La Suède s’apprête à construire la première autoroute électrique permanente, le projet devant être achevé d’ici 2025.
L’autoroute électrique suédoise (ou « e-motorway ») s’étendra, selon le RAC, sur 13 miles de l’autoroute E20 et traversera les villes de Stockholm, Göteborg et Malmö – trois des villes les plus grandes et les plus importantes du pays.
L’idée de l’autoroute électrique est que les véhicules à propulsion électrique n’auront pas à s’arrêter pour se recharger, mais qu’ils pourront être rechargés tout en roulant sur l’autoroute. Trois options sont disponibles pour cette philosophie de « charge mobile » : des câbles aériens, des câbles souterrains ou des plaques conductrices.
Cette deuxième méthode est également appelée « charge par induction » et Stellantis développe un système similaire en Italie.
Cependant, alors qu’en Italie, Stellantis s’intéresse peut-être davantage au transport individuel, en Suède, le projet vise plus directement les véhicules industriels qui doivent parcourir de grandes distances et ont besoin de plus d’énergie – et donc de batteries plus nombreuses et plus volumineuses – pour se déplacer par rapport aux voitures ou aux vélos électriques, par exemple.
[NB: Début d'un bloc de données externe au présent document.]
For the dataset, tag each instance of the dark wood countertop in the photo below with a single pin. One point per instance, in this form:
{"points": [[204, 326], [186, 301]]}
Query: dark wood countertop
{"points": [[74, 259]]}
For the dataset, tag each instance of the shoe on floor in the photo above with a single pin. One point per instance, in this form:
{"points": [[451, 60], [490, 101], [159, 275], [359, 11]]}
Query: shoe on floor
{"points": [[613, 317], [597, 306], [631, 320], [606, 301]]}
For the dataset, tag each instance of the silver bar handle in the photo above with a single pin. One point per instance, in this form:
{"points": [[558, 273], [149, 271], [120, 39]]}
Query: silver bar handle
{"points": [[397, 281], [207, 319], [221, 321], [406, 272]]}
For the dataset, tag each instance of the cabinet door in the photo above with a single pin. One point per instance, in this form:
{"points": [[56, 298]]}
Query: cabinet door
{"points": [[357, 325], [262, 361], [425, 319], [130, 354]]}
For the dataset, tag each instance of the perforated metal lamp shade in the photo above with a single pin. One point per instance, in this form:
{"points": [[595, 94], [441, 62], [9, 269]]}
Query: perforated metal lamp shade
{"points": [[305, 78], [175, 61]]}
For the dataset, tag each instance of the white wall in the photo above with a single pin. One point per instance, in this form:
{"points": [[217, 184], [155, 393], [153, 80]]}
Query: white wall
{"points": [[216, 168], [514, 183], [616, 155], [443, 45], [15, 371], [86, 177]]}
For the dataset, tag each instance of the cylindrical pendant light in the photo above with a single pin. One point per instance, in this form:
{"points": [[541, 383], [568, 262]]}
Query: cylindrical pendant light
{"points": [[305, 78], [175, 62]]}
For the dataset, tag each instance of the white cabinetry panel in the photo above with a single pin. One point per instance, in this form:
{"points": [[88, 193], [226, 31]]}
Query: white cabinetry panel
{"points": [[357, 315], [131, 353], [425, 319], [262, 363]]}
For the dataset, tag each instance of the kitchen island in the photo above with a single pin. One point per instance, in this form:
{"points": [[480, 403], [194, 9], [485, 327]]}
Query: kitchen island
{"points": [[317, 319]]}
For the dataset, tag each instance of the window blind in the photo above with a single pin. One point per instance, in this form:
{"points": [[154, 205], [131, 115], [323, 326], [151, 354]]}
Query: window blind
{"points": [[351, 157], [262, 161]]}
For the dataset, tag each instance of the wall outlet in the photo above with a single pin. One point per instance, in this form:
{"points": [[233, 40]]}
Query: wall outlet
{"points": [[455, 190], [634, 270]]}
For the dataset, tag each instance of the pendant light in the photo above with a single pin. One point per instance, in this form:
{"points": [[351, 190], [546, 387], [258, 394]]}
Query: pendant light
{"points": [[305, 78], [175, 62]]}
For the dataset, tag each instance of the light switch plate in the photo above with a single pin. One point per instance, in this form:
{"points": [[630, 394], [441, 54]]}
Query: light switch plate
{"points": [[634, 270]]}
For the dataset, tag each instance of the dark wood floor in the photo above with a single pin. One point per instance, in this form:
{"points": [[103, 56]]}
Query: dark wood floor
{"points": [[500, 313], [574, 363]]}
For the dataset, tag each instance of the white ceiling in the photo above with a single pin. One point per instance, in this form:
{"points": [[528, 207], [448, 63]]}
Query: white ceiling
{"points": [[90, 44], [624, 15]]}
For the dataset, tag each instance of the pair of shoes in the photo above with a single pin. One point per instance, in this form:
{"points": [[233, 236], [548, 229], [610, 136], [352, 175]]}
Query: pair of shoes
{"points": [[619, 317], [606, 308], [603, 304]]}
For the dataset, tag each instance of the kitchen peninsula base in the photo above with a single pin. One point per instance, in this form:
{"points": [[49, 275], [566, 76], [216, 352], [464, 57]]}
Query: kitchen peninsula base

Toutefois, le fait que le système soit destiné aux véhicules industriels présente un avantage secondaire : il peut également être utilisé pour le transport personnel.
Bien que 13 miles ne changent pas la donne à première vue, ce premier projet fait partie d’un plan plus large qui vise à rendre 3 000 km d’autoroutes suédoises aptes à la recharge mobile d’ici 2035, rapporte Euronews.
L’un des problèmes prévisibles de la recharge mobile est peut-être que le manque d’uniformité des méthodes de recharge – aérienne, souterraine, conductive, par exemple – entre différents pays, voire au sein d’un même pays, pourrait limiter les possibilités d’exploitation pour les personnes dont le véhicule ne correspond pas à la méthode particulière utilisée par une région ou un pays.
Du point de vue des motocyclistes, le fait d’avoir des câbles aériens transmettant la charge à la moto qui se trouve sous le conducteur (et potentiellement sous le passager) est peut-être quelque chose qui semble également assez risqué. Les motos fonctionneraient peut-être mieux avec la méthode inductive, où l’infrastructure se trouve dans le revêtement de la route et où la charge est transmise vers le haut. Il faut alors tenir compte de la taille de la plaque inductive fixée au bas de la moto, ainsi que de la facilité avec laquelle une plaque peut être remplacée si elle est endommagée ou perdue lors d’un accident.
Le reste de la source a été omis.